From about  age 8 to the onset of puberty, the individual is forming an identity, self-talk, reaction style, shape and dimensions of emotion, and belonging to the family, a cohort, and larger sets of loyalty.  

Then comes the challenge of managing sexuality and finding a life work that will sustain a family.  All this greatly involves the pre-frontal cortex, the most recent part of the brain to develop, believed to contain morality, art, and high concept formation which isn’t complete until the mid-twenties and sometimes not even then.

Another capacity is that for empathy which clearly involves the eyes, absorbing another person’s emotion and understanding by looking at them.  To know how another person feels through one’s skill at empathy is mysterious and not anything a machine can do, though a lie detector can record what the autonomic nervous system is controlling.  Muscle movements can be formulated and interpreted, but that’s not the same as activating mirror cells.
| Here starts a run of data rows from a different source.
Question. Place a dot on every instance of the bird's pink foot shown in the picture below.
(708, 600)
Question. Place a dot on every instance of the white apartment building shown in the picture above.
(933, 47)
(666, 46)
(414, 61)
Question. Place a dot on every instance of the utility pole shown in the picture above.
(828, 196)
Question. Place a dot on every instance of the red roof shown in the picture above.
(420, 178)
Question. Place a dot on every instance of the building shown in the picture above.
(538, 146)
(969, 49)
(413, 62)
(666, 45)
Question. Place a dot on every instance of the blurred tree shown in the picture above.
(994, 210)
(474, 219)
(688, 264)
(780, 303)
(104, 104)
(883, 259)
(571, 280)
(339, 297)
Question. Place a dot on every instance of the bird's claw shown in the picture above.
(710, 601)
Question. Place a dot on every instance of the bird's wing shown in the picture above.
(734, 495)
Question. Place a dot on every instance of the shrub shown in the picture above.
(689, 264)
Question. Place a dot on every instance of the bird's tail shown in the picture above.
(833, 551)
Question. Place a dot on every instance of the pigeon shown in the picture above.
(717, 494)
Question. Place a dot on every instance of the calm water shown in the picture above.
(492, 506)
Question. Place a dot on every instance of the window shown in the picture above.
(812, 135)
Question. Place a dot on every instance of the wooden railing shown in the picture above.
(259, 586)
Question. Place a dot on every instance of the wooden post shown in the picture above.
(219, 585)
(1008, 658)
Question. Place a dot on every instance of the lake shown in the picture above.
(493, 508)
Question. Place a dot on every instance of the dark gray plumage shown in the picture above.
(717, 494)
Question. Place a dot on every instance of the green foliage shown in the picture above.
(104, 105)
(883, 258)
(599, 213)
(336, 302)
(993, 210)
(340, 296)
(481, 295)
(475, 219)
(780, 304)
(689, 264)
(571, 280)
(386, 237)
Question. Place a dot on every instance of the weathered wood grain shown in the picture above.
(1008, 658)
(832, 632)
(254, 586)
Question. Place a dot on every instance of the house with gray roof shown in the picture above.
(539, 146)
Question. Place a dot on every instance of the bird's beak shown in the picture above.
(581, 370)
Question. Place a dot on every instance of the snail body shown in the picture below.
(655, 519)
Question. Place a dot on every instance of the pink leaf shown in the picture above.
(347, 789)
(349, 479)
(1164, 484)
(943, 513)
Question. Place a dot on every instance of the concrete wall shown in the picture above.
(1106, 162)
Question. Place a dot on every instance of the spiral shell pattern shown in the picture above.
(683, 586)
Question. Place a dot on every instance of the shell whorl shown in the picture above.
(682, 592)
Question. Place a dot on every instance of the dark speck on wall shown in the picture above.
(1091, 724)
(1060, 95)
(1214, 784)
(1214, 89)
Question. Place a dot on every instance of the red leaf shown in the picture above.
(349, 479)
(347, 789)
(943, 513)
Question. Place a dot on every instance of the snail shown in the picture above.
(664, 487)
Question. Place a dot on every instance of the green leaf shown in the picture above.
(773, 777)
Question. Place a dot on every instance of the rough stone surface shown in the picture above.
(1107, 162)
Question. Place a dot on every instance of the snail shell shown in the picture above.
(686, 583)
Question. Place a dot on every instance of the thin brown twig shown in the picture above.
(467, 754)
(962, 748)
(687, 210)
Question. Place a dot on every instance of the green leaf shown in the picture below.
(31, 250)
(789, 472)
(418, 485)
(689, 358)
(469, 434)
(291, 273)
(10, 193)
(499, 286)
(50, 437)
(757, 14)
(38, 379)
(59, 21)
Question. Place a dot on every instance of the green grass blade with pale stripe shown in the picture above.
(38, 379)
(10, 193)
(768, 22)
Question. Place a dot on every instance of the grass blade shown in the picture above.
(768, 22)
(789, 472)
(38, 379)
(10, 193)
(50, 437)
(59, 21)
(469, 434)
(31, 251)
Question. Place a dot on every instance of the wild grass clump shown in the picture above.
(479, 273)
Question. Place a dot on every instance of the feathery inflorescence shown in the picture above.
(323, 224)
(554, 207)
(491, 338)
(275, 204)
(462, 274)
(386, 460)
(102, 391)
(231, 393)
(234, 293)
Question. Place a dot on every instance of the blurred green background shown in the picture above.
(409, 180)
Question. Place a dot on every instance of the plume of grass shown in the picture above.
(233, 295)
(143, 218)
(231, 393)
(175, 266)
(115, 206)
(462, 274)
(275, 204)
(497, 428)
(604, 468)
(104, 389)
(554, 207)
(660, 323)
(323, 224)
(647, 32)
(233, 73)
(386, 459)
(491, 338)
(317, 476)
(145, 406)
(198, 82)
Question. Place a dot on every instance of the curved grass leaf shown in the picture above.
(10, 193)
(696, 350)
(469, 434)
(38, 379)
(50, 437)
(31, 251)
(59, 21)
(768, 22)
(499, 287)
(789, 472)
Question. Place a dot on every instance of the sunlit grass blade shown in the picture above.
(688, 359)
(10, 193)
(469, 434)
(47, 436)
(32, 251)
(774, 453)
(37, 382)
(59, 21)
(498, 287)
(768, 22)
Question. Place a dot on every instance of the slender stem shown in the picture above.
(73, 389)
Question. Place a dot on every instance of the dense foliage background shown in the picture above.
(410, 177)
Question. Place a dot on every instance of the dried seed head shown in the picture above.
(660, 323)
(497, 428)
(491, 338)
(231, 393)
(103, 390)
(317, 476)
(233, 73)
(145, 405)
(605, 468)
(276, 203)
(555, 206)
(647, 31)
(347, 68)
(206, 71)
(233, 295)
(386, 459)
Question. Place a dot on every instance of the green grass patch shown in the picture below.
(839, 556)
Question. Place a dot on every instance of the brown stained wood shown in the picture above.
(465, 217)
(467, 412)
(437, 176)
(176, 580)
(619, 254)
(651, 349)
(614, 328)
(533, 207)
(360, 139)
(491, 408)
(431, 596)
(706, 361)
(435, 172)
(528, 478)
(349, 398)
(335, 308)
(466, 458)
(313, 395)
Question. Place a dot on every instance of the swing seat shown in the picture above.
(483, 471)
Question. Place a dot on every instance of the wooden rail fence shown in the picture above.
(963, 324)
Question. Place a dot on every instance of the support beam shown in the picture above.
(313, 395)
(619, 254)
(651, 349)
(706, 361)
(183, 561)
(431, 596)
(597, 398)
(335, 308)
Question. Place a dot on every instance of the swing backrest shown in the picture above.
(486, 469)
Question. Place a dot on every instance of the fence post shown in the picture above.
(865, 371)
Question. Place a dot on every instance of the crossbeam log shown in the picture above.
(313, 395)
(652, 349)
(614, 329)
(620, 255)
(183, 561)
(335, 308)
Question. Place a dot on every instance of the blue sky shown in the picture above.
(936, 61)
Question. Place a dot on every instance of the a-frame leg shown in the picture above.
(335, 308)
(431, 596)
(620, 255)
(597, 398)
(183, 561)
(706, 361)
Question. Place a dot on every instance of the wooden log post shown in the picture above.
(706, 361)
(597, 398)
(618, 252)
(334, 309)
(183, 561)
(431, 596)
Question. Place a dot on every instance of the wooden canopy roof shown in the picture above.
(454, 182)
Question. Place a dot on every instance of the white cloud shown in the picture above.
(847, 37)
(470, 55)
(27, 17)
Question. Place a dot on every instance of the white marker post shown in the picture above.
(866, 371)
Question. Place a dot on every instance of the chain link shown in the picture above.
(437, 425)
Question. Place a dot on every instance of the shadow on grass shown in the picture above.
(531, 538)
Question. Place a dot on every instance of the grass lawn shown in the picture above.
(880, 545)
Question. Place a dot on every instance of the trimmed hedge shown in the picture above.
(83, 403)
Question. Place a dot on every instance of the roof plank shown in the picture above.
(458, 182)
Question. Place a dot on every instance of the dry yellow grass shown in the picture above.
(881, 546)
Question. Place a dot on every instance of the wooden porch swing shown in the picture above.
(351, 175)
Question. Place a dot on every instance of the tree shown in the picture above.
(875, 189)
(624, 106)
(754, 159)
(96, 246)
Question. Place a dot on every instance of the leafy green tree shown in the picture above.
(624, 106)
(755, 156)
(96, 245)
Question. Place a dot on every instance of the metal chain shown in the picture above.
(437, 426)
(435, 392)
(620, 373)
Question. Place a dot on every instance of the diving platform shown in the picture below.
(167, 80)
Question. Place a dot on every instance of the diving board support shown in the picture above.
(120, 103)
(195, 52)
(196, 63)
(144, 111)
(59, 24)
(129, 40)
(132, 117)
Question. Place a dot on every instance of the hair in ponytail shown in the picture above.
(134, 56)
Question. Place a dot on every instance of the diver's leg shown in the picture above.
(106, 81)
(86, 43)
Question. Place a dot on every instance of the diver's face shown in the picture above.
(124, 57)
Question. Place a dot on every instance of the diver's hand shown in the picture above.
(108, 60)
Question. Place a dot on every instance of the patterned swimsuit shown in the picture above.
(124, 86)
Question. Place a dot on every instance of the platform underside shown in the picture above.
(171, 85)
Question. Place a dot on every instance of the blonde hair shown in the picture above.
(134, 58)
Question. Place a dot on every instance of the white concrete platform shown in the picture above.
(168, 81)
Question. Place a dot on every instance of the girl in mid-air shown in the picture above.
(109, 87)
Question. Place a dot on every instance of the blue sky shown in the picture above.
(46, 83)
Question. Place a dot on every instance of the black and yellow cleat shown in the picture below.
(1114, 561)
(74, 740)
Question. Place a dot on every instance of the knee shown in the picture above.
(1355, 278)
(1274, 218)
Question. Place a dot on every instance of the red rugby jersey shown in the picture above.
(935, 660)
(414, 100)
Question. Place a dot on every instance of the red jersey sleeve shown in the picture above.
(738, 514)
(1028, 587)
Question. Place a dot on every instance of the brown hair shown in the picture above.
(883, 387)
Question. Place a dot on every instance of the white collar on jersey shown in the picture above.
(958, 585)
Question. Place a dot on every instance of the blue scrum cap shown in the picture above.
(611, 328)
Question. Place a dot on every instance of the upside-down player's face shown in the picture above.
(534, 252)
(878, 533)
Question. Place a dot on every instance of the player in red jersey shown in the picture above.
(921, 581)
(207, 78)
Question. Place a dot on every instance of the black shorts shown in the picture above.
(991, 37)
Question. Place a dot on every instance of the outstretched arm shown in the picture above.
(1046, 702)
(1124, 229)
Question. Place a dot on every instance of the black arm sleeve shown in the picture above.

A lot of people were seduced by the right brain/left brain idea and the studies that assigned image to one side (females and artists) and words to the other side (men and scientists), but they oversimplified and distorted what happens.  It may be more fruitful to review the evolution of the brain from the first hominin, though much of it is guesswork.  

The aggregated organ we call "brain" was tightly formed by interaction with the environment, which changes for many reasons, or — if the homonins went exploring, the new place changed them.  The two — human capacities and environmental demands — are as tightly choreographed in retrospect as that first dance between the infant and the world.  Homeostasis is the guide.

The human body/mind is a composite that is always in flux, but also always evolving new ideas and skills.  This is so complex that we nearly have to reassemble ourselves on waking every day.  Trauma or disease can interfere to the point of insanity, crippling and death.  

Thus we need communities to sustain us through the ordeals and to learn and remember our work after we are gone.  Communities are individuals gathered and in tension between what is good for one and what is good for all.  In a way this mimics the tension between the parasitic developing zygote and the mother’s resources as a providing body.  It’s a balancing act.

The tension between the one and the many can be governed by religious principles or — after writing was invented — governmental laws.  Greek drama was meant to act out the struggle between the individual and the state.  I first learned about it as a sophomore in high school when we performed “Antigone” in a classroom, theatre in the round.  

One young woman has two brothers who war over power.  Both die in battle.  Creon, the king, has to pick one brother as justified in order to reunite the country and he does it by denying the other brother traditional burial, using his power as a human law-giver to oppose what was seen as God’s law.  Antigone insists on burying her brother, which ends up with her death and the death of her lover, the king’s son.  The play has repeatedly been recreated as opera, which was intended to use the best and most powerful of the elements of staging to get to the passionate core.  A computer can do parts of this, but no computer can compose and perform an opera.

There is another set of stages related to the empathy stirred by spectacular story, progress beginning with focused attention, then growing interest, entwined memories, accordance, intimacy, bonding, faithful dedicated love (not sex or not JUST sex), virtual concepts of what is true.  One can go through these stages with a person, a work of art, an animal, a landscape, and more.  It is what unites the person and the group, the world, the cosmos.  It is the source of the sacred, a felt dimension of human being that cannot be detected by instruments, no matter how sensitive they are.